Consider the file formats for popular office suites. Both the OpenDocument and Office Open XML formats are based on XML files that are then zipped. But why? Even setting aside my general antipathy for XML, I can’t believe anyone in their right mind unzips these files and opens the XML in a text editor. Why not settle on a binary format that is compact and easy to process, and let the office software render it properly? Humans don’t (and shouldn’t have to) care about the ‘raw’ data of a spreadsheet file.

Of course, HTML and its derivatives, variants and hangers-on are the elephants in the room. The waters are a bit murkier here, but I still don’t think they comprise a counter-example to the basic point. First, HTML (like XML and SGML) is terrible for both machines and humans to read and write. It’s verbose, inconsistent, and visually noisy for humans, and complicated and expensive for computers.

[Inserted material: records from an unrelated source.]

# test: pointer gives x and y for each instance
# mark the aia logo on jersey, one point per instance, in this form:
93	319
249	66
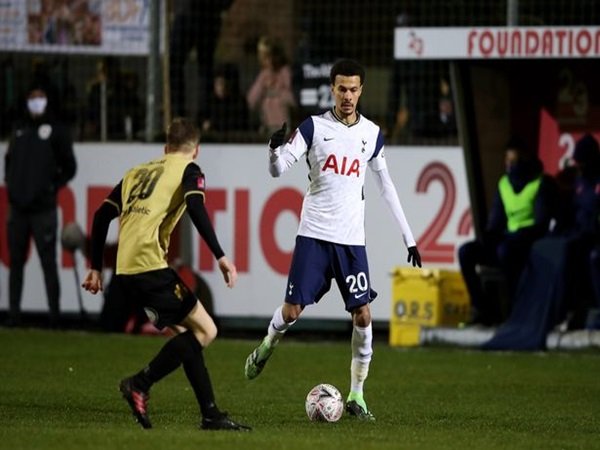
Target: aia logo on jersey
343	166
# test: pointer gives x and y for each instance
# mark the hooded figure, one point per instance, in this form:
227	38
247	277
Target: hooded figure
38	162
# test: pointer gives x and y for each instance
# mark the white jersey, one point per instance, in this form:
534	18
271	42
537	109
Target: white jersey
337	156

Secondly, I’d argue that HTML is closer to a programming language than data encoding. These days, we don’t use web pages to express information so much as human / machine interactions, which is a reasonable (if generic) definition for any application program. The use of languages like JavaScript, and platforms like Rails and Django, which generate HTML dynamically only strengthens this argument.

Now, programming languages themselves certainly are examples of encodings intended for use by both humans and machines, but they’re not intended for users – they’re used by developers. Of course developers are users (especially of development software) but I’m drawing the distinction here because developers have a different skill-set to non-developers, and are far more likely to be comfortable with using a text editor and navigating complex information structures. So even if HTML were a good text-based encoding, it’s not intended for non-technical consumption anyway.

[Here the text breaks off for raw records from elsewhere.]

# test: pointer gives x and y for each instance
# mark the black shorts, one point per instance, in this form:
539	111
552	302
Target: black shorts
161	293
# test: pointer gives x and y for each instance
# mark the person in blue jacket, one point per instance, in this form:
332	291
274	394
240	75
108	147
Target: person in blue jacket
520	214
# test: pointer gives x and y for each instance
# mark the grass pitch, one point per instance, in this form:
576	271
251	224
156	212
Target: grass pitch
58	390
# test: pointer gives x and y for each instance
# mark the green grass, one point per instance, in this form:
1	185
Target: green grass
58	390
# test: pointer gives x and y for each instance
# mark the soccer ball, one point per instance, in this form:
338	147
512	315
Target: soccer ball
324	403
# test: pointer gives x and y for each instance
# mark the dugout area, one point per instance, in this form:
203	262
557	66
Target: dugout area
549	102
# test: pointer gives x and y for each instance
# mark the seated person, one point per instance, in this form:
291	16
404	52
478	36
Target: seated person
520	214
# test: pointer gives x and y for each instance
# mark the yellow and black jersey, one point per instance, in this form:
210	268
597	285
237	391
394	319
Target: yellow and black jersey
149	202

The rest of us simply use a browser to access HTML, and the problems that even the best web browsers have in rendering HTML consistently and efficiently are very much a testament to the shortcomings of HTML from the machine side. HTML is problematic for machines to process as well as humans.

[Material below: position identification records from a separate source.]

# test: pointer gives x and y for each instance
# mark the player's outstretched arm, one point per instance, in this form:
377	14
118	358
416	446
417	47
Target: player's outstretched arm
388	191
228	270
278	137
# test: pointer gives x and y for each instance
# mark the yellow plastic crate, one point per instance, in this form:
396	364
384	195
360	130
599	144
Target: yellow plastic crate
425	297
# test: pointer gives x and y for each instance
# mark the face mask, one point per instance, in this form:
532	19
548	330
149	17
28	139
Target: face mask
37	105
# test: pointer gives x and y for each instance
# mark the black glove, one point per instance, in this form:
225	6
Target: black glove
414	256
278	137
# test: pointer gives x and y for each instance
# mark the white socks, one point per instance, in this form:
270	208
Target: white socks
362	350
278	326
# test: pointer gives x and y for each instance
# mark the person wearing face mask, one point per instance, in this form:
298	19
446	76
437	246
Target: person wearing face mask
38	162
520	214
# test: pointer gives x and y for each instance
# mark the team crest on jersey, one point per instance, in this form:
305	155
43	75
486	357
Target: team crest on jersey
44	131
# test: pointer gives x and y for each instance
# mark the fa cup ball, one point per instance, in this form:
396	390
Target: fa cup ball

The underlying message here is that, if the primary means by which ‘real world’ humans access some data is not in its ‘raw’ form, there’s no point in spending the extra effort of making that raw form available to humans at all.

When Worlds Collide

Earlier in this piece, I made the point that the purpose of text-based information formats is that they’re intended to be easily accessible to both humans and machines. I’d go so far as to say that such formats represent an intersection between the user experience and the core application logic.

In general, good design principles would mandate that we separate those things very distinctly. Information accessible to humans is a separate concern to manipulating the information, so we generally build separate components to deal with these different functions. That’s what design architectures like Model-View-Controller are all about.

Configuration files lie in that (to my mind) small intersection of requirements that make them a true exception or edge case to the more general principle of separating information processing and presentation. I’m struggling to find anything else that falls into that category.

Is this a startling or radical conclusion? It’s hard to say, but I was surprised by it. It does seem to me that text-based encodings have far fewer legitimate usages than we actually see in the real world. I’m happy to be corrected, if anyone has some counter-examples I haven’t considered.